Triple Matrix Multiplication Results
| Method | Mean | Error | StdDev | Ratio | Code Size |
|---|---|---|---|---|---|
| 'No Simd' | 13.29 ns | 0.013 ns | 0.010 ns | 1.00 | 730 B |
| 'Using Fma' | 10.95 ns | 0.007 ns | 0.006 ns | 0.82 | 566 B |
| 'Using Sse' | 11.09 ns | 0.006 ns | 0.005 ns | 0.83 | 575 B |
| System.Numerics | 38.40 ns | 0.008 ns | 0.008 ns | 2.89 | 644 B |
| 'System.Numerics (operator)' | 31.50 ns | 0.022 ns | 0.020 ns | 2.37 | 449 B |
The SIMDified code only seems to do ~20% better, but the System.Numerics results are just garbage?
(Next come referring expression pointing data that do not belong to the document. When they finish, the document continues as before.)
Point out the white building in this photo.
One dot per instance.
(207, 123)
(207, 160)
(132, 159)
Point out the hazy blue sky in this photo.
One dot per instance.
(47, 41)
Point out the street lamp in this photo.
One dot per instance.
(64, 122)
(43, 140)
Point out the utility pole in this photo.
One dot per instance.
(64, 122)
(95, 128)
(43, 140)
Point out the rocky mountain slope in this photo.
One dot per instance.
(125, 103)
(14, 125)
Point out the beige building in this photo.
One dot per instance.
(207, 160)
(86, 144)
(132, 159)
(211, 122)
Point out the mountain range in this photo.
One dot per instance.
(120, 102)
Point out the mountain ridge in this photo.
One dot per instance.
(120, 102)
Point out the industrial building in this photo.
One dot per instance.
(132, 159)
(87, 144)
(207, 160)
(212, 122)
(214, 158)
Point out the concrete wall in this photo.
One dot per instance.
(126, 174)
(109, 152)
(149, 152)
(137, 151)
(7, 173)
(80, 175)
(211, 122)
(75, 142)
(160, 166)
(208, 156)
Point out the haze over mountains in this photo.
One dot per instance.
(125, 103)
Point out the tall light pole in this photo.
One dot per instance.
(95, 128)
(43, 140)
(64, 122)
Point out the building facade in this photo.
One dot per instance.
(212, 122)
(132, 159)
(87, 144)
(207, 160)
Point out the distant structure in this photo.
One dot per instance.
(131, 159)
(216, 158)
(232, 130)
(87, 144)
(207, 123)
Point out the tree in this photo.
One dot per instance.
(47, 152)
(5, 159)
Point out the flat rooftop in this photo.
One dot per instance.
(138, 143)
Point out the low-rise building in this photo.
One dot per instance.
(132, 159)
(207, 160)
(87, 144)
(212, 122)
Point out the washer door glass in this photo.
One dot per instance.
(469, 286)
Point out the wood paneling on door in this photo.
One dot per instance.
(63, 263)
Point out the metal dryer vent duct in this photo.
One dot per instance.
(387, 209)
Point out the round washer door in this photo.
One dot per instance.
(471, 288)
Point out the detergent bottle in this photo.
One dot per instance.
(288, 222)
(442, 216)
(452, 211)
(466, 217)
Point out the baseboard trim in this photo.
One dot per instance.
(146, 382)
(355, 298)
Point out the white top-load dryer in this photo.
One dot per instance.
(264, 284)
This might have to do with the fact that AFAICT they have no in/out/readonly variants? If only doing a single transform, the results aren't quite as heinous, but still just worse than existing code?
Single Matrix Multiplication Results
| Method | Mean | Error | StdDev | Ratio | Code Size |
|---|---|---|---|---|---|
| 'No Simd' | 7.582 ns | 0.0237 ns | 0.0198 ns | 1.00 | 266 B |
| 'Using Fma' | 5.397 ns | 0.0052 ns | 0.0046 ns | 0.71 | 205 B |
| 'Using Sse' | 5.510 ns | 0.0035 ns | 0.0032 ns | 0.73 | 208 B |
| System.Numerics | 9.796 ns | 0.0310 ns | 0.0275 ns | 1.29 | 361 B |
| 'System.Numerics (operator)' | 8.593 ns | 0.0044 ns | 0.0039 ns | 1.13 | 314 B |
So uhhh:
- Someone please check my benchmark code isn't hot garbage for some reason
- Are the results consistent across different CPUs (cpu info included in first set of results)?
- Given matrix mult appears to be trash while vector transform is only slightly slower, Do we just keep using Robust math + SIMD for the sake of convenience?
- This would still involve refactoring Robust Matirx3 -> Robust Matrix3x2.
Is this still alive?
Is this still alive?
The actual issue this is related to still hasn't been addressed: should we switch to using System.Numerics for vectors/matrices or keep using Robust.Math.
If people want to keep Robust.Math around, it should probably use some SIMD, so this PR is still relevant/useful. If not, the PR should be closed and a separate PR to move over to System.Numerics should be opened.
I guess this should become a maintainer meeting topic, but I already know I probably won't be around for the one happening tomorrow.